Posted by Vadim Rizov on
“Away We Go” is hitting the UK, and the London Times‘ Kate Muir points out the weirdness of director Sam Mendes — a native of Reading — setting himself up to be the premiere chronicler of the “American Dream.”
Muir cites the scolding given the film by New York Times critic A.O. Scott, who castigates Mendes as “a literary tourist from Britain who has missed the point every time he has crossed the ocean”: “The vague, secondhand ideas about the blight of the suburbs that sloshed around ‘American Beauty’ and ‘Revolutionary Road’ are now complemented by an equally incoherent set of notions about the open road, the pioneer spirit, the idealism of youth.”
Not everyone would agree; no less an American sage than Bill Clinton loved “American Beauty” (“an amazing film”). But it’s true that notions of America as an endless open road stretching out to a Woody Guthrie soundtrack (or alternately, as a disheartening series of strip malls and chain stores, apparently the only antidote) are perpetual and annoying. The road trip, the endless possibilities — none of them make much sense to the way anyone I know lives. The truth, as always, is neither that romantic not that dystopian.
One thing that “Away We Go” relishes that can’t be done in England is, as Muir writes, “selecting a city to match your character: becoming an ironic New Yorker, a New Age San Franciscan, a lesbian in Provincetown, a lush in New Orleans.” It’s not an idea that’s very Hollywood, either — big-budget studio films tend to show a shocking lack of regional specificity, with Toronto standing as a generic metropolis, New Zealand turning out to be a perfectly acceptable place to shoot the suburbs, and New York/LA representing most of America, apparently.

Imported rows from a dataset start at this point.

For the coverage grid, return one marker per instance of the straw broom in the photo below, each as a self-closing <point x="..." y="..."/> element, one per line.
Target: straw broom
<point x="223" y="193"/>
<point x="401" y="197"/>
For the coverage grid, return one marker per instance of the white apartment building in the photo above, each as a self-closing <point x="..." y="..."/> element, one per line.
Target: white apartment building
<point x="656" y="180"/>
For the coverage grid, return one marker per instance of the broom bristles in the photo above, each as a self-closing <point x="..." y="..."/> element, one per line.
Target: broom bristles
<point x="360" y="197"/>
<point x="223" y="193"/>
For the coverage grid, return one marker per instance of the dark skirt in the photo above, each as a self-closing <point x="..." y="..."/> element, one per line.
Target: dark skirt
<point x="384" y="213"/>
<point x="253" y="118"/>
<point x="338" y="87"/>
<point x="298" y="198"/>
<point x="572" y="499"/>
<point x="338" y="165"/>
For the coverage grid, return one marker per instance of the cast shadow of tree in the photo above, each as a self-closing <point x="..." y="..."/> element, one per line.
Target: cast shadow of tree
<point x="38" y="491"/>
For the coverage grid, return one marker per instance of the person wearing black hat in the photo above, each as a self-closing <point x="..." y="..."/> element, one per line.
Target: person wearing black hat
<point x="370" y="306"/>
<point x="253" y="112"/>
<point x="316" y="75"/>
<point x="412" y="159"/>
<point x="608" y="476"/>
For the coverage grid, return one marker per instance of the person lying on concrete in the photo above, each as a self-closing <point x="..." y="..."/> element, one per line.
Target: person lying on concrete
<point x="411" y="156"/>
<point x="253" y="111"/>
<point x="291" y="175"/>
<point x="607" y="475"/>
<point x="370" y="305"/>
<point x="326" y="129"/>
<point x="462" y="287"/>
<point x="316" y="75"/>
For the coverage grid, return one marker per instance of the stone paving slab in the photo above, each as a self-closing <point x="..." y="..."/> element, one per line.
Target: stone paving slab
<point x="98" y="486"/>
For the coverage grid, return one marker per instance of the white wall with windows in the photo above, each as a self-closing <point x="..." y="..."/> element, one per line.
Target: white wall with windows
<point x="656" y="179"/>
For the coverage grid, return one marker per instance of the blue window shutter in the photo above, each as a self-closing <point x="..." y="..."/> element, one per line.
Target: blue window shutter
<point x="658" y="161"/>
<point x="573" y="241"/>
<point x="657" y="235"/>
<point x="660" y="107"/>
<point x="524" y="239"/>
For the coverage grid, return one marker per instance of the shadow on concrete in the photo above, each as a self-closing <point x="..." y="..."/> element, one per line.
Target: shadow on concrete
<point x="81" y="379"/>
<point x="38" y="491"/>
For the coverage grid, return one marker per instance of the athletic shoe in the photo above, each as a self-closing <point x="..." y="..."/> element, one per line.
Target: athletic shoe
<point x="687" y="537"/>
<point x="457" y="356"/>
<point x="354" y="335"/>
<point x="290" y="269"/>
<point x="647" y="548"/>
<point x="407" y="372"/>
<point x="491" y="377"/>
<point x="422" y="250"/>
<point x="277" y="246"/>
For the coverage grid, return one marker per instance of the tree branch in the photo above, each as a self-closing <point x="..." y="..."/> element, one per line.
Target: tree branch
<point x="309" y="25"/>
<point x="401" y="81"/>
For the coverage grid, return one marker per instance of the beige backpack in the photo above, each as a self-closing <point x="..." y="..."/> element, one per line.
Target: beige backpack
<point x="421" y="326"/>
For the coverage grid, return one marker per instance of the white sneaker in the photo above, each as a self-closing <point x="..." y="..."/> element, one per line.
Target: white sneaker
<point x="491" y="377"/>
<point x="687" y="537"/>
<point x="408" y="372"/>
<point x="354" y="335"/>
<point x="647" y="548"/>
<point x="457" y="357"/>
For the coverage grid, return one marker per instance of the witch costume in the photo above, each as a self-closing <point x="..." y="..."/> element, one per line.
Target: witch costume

The places we’re really dedicated to shooting in are the burn-outs and leftovers. The city that’s gotten the most play in recent years, oddly enough, is post-Katrina New Orleans, thanks to a series of tax breaks put in place. Movies like “Deja Vu” and “12 Rounds” have grounded themselves in an admittedly iconic city. “Gran Torino” eulogized Detroit; “The Wire” anatomized Baltimore’s decay. Hollywood’s lack of regional care is due to financial considerations rather than deliberate indifference, but it’s still weird: why do we only film our blights and our generic stand-ins? As someone who left Austin five years ago and pretty much miss it every day, even a lousy movie like “Spy Kids” gives me a little thrill when I recognize familiar streets. Every American region deserves that thrill, really.